Le président de la FSPF considère que la publication des premiers groupes de médicaments biologiques substituables à l'officine marque le début d'une nouvelle ère qui passe par la coordination.

© adobestock_janwillem

Philippe Besset est revenu, à l'occasion de son live hebdomadaire, sur les conséquences de l'arrêté paru au Journal officiel du 14 avril qui liste les deux premiers groupes de médicaments biologiques concernés par la substitution à l'officine, à savoir le pegfilgrastrim (médicament de référence : Neulasta) et le filgrastrim (médicament de référence : Neupogen).
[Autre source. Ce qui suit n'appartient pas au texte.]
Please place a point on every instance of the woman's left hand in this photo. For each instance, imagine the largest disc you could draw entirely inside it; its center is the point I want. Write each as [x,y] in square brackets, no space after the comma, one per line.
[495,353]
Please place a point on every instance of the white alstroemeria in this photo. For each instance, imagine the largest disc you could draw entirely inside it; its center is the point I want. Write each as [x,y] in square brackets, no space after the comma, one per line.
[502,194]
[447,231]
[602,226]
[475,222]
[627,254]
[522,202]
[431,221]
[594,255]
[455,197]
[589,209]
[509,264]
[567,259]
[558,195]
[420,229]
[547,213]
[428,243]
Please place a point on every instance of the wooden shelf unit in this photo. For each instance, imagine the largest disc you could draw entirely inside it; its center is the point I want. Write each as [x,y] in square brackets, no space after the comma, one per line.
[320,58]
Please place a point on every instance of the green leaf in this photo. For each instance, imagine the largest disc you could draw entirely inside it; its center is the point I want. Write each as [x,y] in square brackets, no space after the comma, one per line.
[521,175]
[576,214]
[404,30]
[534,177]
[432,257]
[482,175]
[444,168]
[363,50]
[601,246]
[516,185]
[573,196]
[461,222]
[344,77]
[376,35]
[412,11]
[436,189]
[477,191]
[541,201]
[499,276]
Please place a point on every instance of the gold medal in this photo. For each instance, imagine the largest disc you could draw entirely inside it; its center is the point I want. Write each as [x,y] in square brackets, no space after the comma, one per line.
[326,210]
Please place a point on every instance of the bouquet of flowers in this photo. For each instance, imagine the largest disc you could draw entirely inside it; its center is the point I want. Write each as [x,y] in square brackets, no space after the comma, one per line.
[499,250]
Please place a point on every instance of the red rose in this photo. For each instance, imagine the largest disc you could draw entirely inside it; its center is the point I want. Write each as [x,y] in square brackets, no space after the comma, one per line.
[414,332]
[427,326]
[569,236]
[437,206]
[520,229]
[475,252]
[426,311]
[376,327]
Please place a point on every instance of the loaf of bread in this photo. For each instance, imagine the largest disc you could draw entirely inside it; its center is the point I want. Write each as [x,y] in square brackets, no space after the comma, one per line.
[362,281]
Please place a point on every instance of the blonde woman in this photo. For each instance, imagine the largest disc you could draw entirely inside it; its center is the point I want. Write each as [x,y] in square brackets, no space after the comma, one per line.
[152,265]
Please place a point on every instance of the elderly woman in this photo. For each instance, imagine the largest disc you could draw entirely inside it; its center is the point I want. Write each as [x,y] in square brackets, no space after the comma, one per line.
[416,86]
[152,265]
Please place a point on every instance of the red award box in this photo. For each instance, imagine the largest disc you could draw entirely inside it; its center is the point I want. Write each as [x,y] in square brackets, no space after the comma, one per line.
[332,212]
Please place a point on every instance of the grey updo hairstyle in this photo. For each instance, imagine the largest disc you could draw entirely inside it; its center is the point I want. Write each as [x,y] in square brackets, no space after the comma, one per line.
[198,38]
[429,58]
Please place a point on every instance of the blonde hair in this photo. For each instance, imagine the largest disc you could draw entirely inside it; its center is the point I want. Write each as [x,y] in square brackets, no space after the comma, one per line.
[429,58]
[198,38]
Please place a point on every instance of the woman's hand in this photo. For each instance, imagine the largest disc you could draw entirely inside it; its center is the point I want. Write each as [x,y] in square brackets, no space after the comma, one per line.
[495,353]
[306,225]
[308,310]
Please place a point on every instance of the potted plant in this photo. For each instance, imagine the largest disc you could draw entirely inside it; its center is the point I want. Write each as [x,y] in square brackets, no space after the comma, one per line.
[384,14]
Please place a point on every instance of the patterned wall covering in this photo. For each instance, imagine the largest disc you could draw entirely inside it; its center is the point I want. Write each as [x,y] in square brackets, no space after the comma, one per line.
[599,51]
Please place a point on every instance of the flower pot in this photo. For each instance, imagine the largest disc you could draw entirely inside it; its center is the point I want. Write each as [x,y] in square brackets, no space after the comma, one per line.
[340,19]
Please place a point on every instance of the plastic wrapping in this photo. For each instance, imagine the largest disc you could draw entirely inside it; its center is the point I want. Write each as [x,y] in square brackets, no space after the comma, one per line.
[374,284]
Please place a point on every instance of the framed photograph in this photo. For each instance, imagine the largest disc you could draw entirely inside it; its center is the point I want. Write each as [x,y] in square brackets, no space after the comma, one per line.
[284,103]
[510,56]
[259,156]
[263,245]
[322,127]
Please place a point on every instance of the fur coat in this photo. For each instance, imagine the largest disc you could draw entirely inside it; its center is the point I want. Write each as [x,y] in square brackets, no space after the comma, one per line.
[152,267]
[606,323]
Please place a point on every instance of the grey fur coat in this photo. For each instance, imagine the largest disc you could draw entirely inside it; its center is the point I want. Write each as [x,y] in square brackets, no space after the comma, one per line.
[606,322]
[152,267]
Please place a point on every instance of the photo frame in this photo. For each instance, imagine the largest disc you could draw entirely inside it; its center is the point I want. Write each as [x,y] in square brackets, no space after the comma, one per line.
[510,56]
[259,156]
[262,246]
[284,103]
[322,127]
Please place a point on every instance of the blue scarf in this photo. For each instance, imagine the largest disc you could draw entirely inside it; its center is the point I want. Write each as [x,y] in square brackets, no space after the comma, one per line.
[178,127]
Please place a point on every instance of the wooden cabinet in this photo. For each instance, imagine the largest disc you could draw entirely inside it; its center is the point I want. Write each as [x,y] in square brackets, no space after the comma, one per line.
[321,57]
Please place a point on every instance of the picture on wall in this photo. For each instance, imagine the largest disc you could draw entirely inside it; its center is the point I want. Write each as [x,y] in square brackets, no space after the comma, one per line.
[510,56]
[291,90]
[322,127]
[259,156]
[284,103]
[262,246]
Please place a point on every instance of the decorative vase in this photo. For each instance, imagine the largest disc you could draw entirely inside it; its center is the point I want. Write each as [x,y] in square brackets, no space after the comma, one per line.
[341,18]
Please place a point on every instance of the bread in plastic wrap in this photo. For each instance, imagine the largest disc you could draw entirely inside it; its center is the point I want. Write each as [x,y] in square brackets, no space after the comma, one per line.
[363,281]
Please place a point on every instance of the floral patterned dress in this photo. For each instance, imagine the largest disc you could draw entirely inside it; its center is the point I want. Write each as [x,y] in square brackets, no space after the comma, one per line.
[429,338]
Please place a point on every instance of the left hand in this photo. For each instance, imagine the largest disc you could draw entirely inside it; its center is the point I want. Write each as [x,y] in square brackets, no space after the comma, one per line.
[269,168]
Rappelant que ce texte est l'aboutissement d'un « long combat pour le droit à la substitution des médicaments biologiques obtenu dans la loi de financement de la sécurité sociale pour 2022 », le président de la FSPF estime que cette première étape représente « un pied dans la porte ». Il a également souligné que le texte modifiant l'arrêté de marge « afin qu'il n'y ait pas de perte lorsque nous délivrerons un biosimilaire » et dont le principe a été acté dans la dernière convention avec l'Assurance maladie était encore en attente.

En coordination

Même si Philippe Besset a reconnu que ces deux molécules étaient certainement plus « complexes à substituer [que] des médicaments biologiques indiqués dans des pathologies aiguës, comme par exemple l’enoxaparine », il demeure convaincu que la liste est amenée à s'étoffer car « c'est l'avenir » pour que l’Assurance maladie puisse réaliser des économies sur ces médicaments. À condition bien évidemment que soient obtenues « les incitations économiques pour les uns et les autres ». Un avenir qui, selon lui, « passe par la coordination avec le patient et le médecin ». S'il ne fait « nul doute que cette substitution sera l’un des chantiers prioritaires [à débattre] avec le futur ministre de la Santé », le président de la FSPF estime que ce démarrage avec seulement deux petits groupes permettra aux pharmaciens de « voir comment tout cela fonctionne ».

Hybrides

Concernant les médicaments dits « hybrides », c'est-à-dire associant une molécule et un dispositif médical, Philippe Besset a expliqué être encore « en attente d’un texte soumis à la concertation mais à paraître dans les jours à venir ». Il a en outre précisé quel serait le premier groupe que les officinaux seront autorisés à substituer dans ce champ, « les médicaments de la sphère respiratoire par voie inhalée, donc ceux de l’asthme », non sans rappeler que « là aussi, il est nécessaire d’obtenir l’égalisation de marge » avant de pouvoir débuter leur substitution.